An example using pandas

One can work with pandas DataFrames at intermediate steps and at the end convert them to xarray data structures:

def get_price_pct_change(prices):
    prices_pandas = prices.to_pandas()
    assets = data.coords["asset"].values
    for asset in assets:
        prices_pandas[asset] = prices_pandas[asset].pct_change()
    return prices_pandas

prices = data.sel(field="close") * 1.0
prices_pct_change = get_price_pct_change(prices).unstack().to_xarray()

How to submit a strategy to the competition?
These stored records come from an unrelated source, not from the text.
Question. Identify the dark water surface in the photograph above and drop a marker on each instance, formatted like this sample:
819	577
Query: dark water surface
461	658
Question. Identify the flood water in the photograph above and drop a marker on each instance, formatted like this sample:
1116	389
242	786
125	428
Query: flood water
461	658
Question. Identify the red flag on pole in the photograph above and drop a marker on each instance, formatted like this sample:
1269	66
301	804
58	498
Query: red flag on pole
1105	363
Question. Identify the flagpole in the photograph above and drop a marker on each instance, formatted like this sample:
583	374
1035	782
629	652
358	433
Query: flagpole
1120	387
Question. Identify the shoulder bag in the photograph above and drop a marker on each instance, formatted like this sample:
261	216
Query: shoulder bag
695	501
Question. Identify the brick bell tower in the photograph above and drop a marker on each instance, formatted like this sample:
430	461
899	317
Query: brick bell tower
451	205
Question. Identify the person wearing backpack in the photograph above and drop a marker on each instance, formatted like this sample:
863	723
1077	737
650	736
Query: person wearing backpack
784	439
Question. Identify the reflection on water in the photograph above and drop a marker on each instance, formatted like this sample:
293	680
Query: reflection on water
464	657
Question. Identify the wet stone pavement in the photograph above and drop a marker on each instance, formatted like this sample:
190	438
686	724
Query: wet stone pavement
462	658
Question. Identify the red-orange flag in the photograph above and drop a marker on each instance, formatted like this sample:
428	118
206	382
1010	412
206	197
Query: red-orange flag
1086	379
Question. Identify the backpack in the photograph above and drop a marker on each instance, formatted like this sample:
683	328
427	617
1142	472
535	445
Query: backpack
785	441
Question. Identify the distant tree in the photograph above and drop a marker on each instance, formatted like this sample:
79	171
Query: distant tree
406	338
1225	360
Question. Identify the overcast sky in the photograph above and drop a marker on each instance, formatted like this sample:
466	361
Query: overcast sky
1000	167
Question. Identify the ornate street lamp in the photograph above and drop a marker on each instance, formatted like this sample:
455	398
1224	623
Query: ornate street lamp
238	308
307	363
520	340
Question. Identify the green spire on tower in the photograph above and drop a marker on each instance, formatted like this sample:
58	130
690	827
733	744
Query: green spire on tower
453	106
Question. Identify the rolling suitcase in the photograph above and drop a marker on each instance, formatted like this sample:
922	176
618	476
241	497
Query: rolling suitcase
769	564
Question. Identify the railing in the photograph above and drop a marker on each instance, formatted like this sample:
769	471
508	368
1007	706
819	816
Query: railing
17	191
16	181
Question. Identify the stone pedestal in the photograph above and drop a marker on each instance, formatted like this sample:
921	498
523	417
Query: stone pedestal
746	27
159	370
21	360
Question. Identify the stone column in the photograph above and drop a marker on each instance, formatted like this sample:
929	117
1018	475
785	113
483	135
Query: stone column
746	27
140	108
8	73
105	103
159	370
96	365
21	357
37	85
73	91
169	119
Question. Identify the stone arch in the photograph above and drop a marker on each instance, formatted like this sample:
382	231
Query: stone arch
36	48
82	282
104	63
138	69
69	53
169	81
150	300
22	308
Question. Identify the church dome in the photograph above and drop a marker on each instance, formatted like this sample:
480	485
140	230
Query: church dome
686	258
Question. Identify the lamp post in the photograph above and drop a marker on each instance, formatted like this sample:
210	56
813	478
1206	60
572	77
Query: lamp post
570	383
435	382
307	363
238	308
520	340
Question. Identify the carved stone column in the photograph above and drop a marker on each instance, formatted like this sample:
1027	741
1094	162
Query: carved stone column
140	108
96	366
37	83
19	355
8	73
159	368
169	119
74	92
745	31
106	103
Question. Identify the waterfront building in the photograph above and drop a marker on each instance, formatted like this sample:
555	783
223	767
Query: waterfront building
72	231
Check that weights are fine:

import qnt.output as qnout
qnout.check(weights, data, "stocks_nasdaq100")

If everything is ok, write the weights to file:

qnout.write(weights)

In your personal account:

  • choose a strategy;
  • click on the Submit button;
  • select the type of competition.

At the beginning you will find the strategy under the Checking area:

  • Sent strategies > Checking.

If technical checks are successful, the strategy will go under the Candidates area:

  • Sent strategies > Candidates.

Otherwise it will be Filtered:

  • Sent strategies > Filtered

and you should inspect error and warning messages.

Note that a strategy under the Candidates area should have a Sharpe ratio larger than 1 for being eligible for a prize. Please check warning messages in your Candidates area!